Everything you mentioned in your post, I thought of at the time of donation. I was not so worried about the surgical procedure but more worried about the possible long term effects. I remember speaking with my recipient's nephrologist and he said we were such a good match (6/6) and were almost as close as twins. this pleased the team but scared me. If we were so much alike, would I be at risk for the autoimmune disease he has, the high blood pressure, diabetes. I specifically remember thinking what happens if I get a cancer diagnosis, how will it effect my ability to tolerate high dose chemo, what about having a cardiac cath with dye as I age. I think that is why I am so overly cautious about not overworking my remaining nephrons. i haven't had an NSAID in 10 years, not because I don't need it, but because I am waiting till I "really need it". Menopause has not been kind and I am finding it so hard to take off the extra pounds. Any small glitch in my body and I always wonder is it attributable to the one kidney. my PTH started to rise, increased my vitamin D but it still did not correct. Endocrinologists are not impressed. I was a much better physical candidate than psychological one ten years ago. Trying to work on that and it has improved.

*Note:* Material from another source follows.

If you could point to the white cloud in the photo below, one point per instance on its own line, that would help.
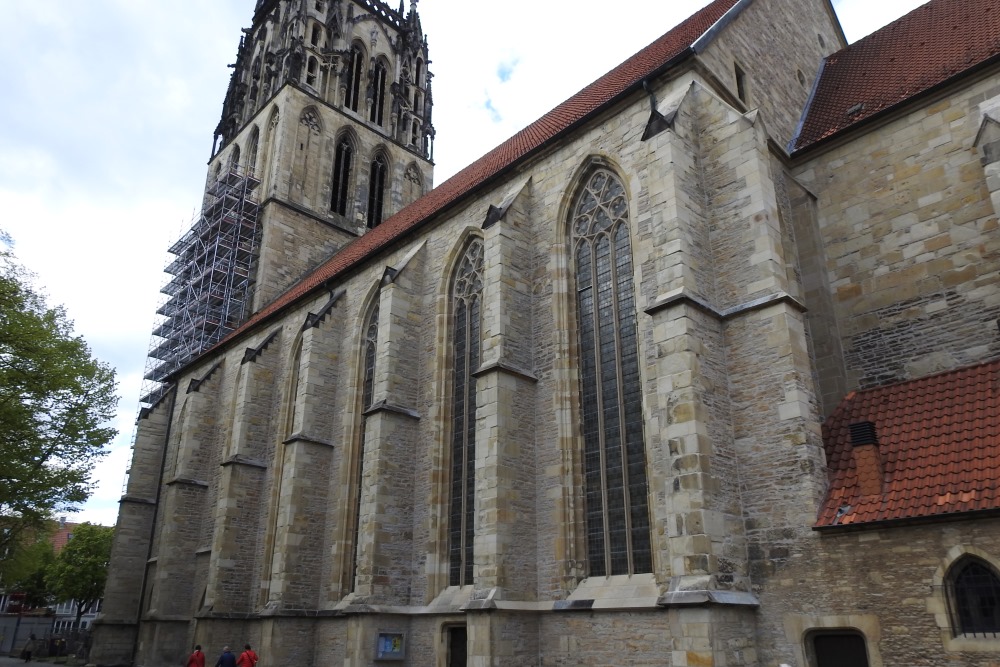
(110, 107)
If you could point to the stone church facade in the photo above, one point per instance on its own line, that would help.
(698, 369)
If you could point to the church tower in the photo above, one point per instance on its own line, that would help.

But what was my choice, ten years ago, deny my brother a kidney? So even though I did think about all the things you mentioned, it would have been hard to live with my two kidneys if my denial would have caused him to go on dialysis.  he has had a great 10 years and maybe he will be one of those lucky ones who never needs another kidney. And who knows, maybe we will be one of those 40 year recipient/donor siblings.

I do agree, I would love there to be other options besides living donors to help solve the transplant issue. However, I don't anticipate that any time soon. I have come to terms with my decision and continue to pray that i will continue to do well. Tomorrow I have my yearly nephrology visit. Hope all continues to be well.